Summary: ECCHR urges investigation into UK military abuses against Iraqi detainees

On 10th January 2014 SRT grantee the European Center for Constitutional and Human Rights (ECCHR), together with Birmingham-based law firm Public Interest Lawyers (PIL), delivered a 250-page complaint including several thousand pages of additional documents to the Office of the Prosecutor of the International Criminal Court in The Hague, requesting action on the alleged abuse and mistreatment of Iraqi detainees by UK military forces.

Over 400 Iraqi former detainees have brought allegations to PIL of grave mistreatment committed by UK forces between 2003 and 2008. ECCHR and PIL believe that the systemic abuse of detainees during the UK’s presence in Iraq meets the threshold for war crimes, and that the ICC should therefore open formal investigations into those UK officials ‘most responsible’ for the abuses, in particular former Secretary of State for Defence Geoffrey Hoon and former Minister of State for Service Personnel Adam Ingram.
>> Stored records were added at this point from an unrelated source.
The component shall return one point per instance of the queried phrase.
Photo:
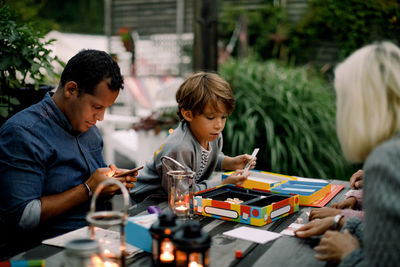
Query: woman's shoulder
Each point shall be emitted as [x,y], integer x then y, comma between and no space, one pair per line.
[385,156]
[389,148]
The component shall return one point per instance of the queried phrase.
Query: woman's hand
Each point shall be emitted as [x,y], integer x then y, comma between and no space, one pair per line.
[236,178]
[238,162]
[335,246]
[324,212]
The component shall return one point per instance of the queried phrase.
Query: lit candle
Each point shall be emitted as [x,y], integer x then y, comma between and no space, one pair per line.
[167,249]
[167,257]
[194,264]
[181,206]
[110,264]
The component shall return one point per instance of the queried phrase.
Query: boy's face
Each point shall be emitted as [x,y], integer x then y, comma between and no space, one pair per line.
[206,127]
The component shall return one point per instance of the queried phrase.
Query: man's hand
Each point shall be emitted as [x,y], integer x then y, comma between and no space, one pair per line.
[236,178]
[103,174]
[324,212]
[335,246]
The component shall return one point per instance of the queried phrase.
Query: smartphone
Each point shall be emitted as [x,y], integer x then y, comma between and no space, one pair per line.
[253,155]
[128,172]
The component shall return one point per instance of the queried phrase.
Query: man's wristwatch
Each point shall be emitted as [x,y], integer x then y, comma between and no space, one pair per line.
[89,191]
[336,221]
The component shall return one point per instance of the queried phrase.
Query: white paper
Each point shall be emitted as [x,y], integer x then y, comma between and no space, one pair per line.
[252,234]
[108,240]
[291,228]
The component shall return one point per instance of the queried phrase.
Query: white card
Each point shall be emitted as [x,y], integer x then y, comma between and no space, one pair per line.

In 2006, the Office of the Prosecutor of the ICC declined to open a formal investigation into UK military abuses in Iraq, concluding that there were reasonable grounds to believe the war crimes of wilful killing and inhuman treatment had been committed by UK forces, but that they were not of sufficient gravity to justify a formal investigation. At that time, the OTP assumed only four to 12 victims of wilful killing and a limited number of victims of inhumane treatment, “totalling in all less than 20 persons”. However, they explicitly stated that their decision not to investigate could be reconsidered in light of new information.